On OzPolitics and Bishop Holloway

A couple of items which attracted my attention in today’s Australian.

1. George Megalogenis: Nation leans to the Left.

This makes a great deal of sense, I think.

IT’S the trend that dare not speak its name because neither side of politics is accustomed to thinking about the electorate in this way. But Australia, for the time being, has tilted leftward in a way it has never done before.

Every Newspoll since Kevin Rudd became Labor leader in December 2006 has seen the Centre Left gather more than 50 per cent of the primary vote; a prospective landslide in anyone’s language. Centre Left in this context means Labor and the Greens. The Coalition, by contrast, has not reached 40 per cent on its primary since the previous federal election.

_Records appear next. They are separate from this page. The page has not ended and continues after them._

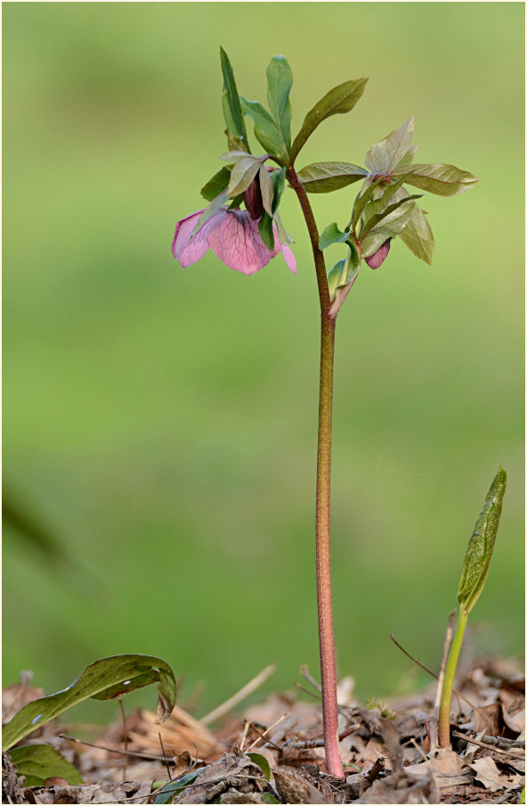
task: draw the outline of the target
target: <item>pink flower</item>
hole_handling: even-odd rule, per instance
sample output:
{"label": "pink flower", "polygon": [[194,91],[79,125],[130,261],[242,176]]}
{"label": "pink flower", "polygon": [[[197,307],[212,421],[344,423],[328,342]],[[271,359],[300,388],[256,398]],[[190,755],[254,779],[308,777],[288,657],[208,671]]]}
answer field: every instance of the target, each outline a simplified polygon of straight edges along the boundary
{"label": "pink flower", "polygon": [[370,268],[378,268],[381,263],[385,262],[390,251],[391,240],[391,238],[386,238],[383,245],[379,246],[376,252],[370,255],[369,258],[366,258],[366,262]]}
{"label": "pink flower", "polygon": [[222,207],[192,236],[202,210],[178,221],[175,226],[172,254],[186,268],[196,263],[210,248],[230,268],[254,275],[267,266],[281,251],[293,274],[296,273],[295,255],[286,243],[280,243],[276,225],[272,225],[274,249],[267,249],[258,232],[258,222],[247,210]]}

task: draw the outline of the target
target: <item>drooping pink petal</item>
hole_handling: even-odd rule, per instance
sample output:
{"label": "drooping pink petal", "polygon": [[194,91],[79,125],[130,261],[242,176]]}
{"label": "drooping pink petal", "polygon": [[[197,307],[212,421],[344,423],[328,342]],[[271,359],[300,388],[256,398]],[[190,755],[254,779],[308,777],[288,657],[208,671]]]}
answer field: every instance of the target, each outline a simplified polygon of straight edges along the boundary
{"label": "drooping pink petal", "polygon": [[227,214],[226,210],[222,208],[201,226],[194,236],[194,227],[198,223],[202,210],[199,210],[195,213],[182,218],[175,225],[175,232],[174,234],[174,241],[172,242],[172,254],[179,260],[182,268],[191,266],[199,260],[208,249],[208,237],[216,227],[218,227],[224,216]]}
{"label": "drooping pink petal", "polygon": [[390,251],[391,242],[391,238],[386,238],[383,245],[379,246],[376,252],[370,255],[369,258],[366,258],[366,262],[370,268],[378,268],[385,262]]}
{"label": "drooping pink petal", "polygon": [[286,261],[286,266],[288,267],[288,268],[289,268],[293,272],[293,274],[296,275],[296,259],[289,247],[285,243],[282,245],[282,255],[284,256],[284,260]]}
{"label": "drooping pink petal", "polygon": [[258,232],[258,222],[247,210],[229,210],[221,225],[208,236],[208,243],[215,255],[235,271],[254,275],[267,266],[280,249],[275,236],[273,251],[267,249]]}

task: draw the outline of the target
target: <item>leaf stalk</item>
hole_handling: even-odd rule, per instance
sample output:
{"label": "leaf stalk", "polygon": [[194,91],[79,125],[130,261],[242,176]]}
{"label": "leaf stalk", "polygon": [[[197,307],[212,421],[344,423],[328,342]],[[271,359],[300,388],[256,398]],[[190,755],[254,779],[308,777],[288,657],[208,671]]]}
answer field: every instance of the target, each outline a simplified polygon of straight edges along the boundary
{"label": "leaf stalk", "polygon": [[330,313],[331,303],[328,288],[326,263],[324,255],[319,247],[319,231],[311,203],[294,168],[290,167],[288,169],[287,177],[291,187],[298,197],[309,232],[320,302],[320,378],[316,493],[317,609],[326,764],[328,772],[330,775],[344,778],[344,768],[338,753],[338,710],[336,703],[335,634],[331,598],[329,528],[333,370],[336,314],[334,316]]}

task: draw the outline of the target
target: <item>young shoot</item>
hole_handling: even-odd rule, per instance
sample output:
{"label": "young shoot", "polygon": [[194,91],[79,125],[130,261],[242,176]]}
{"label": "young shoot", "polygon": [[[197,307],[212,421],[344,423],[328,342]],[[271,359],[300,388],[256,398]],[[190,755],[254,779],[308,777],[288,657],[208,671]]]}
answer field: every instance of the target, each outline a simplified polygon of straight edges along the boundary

Even in its reform heyday of the 1980s, when Bob Hawke enjoyed record approval ratings, the Centre Left never had more than a month’s worth of Newspolls with a primary voting intention above 50 per cent, namely in June 1987. Back then the nation’s third party was the Australian Democrats, an offshoot of the progressive side of the Liberals. Today the third party, the Greens, is to the left of Labor…

The original in print has a handy graph.

2. Stephen Jewell:  Doubting cleric’s church in exile.

I have in the past referred you to Richard Holloway, former Anglican Primus of Scotland: here and here. He has just published a new book, Between the Monster and the Saint. Australian publisher Text has taken it up. On 6 April Phillip Adams interviewed Holloway. It was an excellent interview.  I have also uploaded the relevant extract to my new eSnips account.